Politics and advocacy also have a very important place to play to change things. And then, we need to bring people and organizations together to advance this agenda. There are so many tools, so much evidence already available out there, gathered by various organisations, but it takes us forever to collect and filter this information to be able to use it. So what can we do about this?

With the CIB, DeLoG and other global and national partners –including local government associations from Benin, Cambodia, Ghana, Sri Lanka, and Zambia–, we’ve launched a “Gender Knowledg Hub” partnership last October. We have identified three priorities for the next two years:

  1. Engaging and supporting women elected leaders to be more present in global forum and advocacy efforts;
  2. Developing a toolbox on gender equality for local government associations, and;
  3. Making data and evidence related to gender equality more accessible.

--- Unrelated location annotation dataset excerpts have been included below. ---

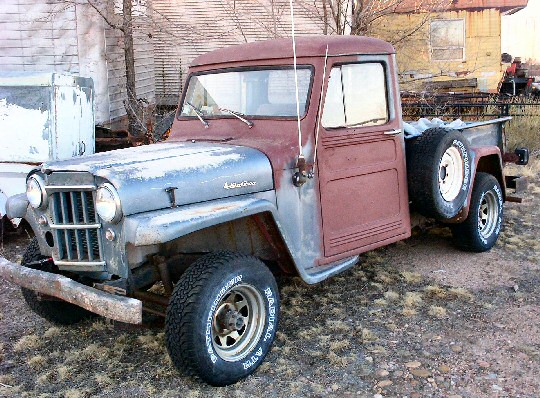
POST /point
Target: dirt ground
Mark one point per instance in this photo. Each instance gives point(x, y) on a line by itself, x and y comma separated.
point(415, 319)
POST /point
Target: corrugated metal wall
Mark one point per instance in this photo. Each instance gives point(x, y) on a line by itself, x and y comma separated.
point(144, 67)
point(184, 29)
point(37, 36)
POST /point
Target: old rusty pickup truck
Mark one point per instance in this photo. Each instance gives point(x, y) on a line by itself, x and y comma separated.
point(269, 168)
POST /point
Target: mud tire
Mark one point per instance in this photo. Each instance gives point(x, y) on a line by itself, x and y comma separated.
point(480, 231)
point(194, 307)
point(425, 157)
point(58, 312)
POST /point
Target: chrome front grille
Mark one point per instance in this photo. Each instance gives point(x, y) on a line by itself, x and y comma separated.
point(76, 228)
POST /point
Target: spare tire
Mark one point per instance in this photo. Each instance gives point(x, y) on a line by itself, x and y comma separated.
point(439, 172)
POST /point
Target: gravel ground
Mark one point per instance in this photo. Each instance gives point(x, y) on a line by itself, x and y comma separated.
point(416, 319)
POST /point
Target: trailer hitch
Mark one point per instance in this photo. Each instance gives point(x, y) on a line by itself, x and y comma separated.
point(300, 177)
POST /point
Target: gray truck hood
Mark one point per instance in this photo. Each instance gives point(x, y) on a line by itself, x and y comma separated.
point(199, 171)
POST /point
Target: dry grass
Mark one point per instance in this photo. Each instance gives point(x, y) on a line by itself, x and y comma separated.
point(435, 291)
point(52, 332)
point(411, 277)
point(407, 311)
point(460, 293)
point(37, 362)
point(524, 131)
point(391, 296)
point(437, 312)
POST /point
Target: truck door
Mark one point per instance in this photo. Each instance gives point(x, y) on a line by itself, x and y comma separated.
point(362, 175)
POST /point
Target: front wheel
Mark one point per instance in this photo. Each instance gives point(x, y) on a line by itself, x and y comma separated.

These are kind of low-hanging fruits, but nonetheless require a lot of work to locate and curate information, and connect people with opportunities. I think we have a good group with DeLoG to make those things happen.

DeLoG: What type of DeLoG network would you like to see and shape in the future, also regarding to the newly launched working group focusing on decentralization, local governance, and gender equality?

Pascal Lavoie: We're in a time of change. DeLoG and CIB were created around 16 or 17 years ago. At that time, there was a convergence of efforts for decentralization and local governance capacity building. Now, we are in the early days of the post-Covid-19 era and the world is a different place. We need to recreate conversations. I think it's important that DeLoG continues to be driven by the key five, six, or seven donors who continue to think that decentralization is a key element of making the world essentially better. As I mentioned earlier, there are a lot of synergies possible with the CIB. Let's find the right way to collaborate. The topics that DeLoG has identified –gender equality, inclusive local finance, and local democracy– show that we all are talking about the same things. We need to bring those conversations together. Let’s be creative. 

DeLoG: Is there anything you would like to add and to share with our readers?

Pascal Lavoie: The CIB is having its annual meeting in Marrakesh in the week of May 15, and we are planning to have a joint event with DeLoG during that week. I really hope that many of the DeLoG members and partners will join us in Marrakesh –especially from the Global South– to create deeper personal connections and forge our collaborations for the years to come.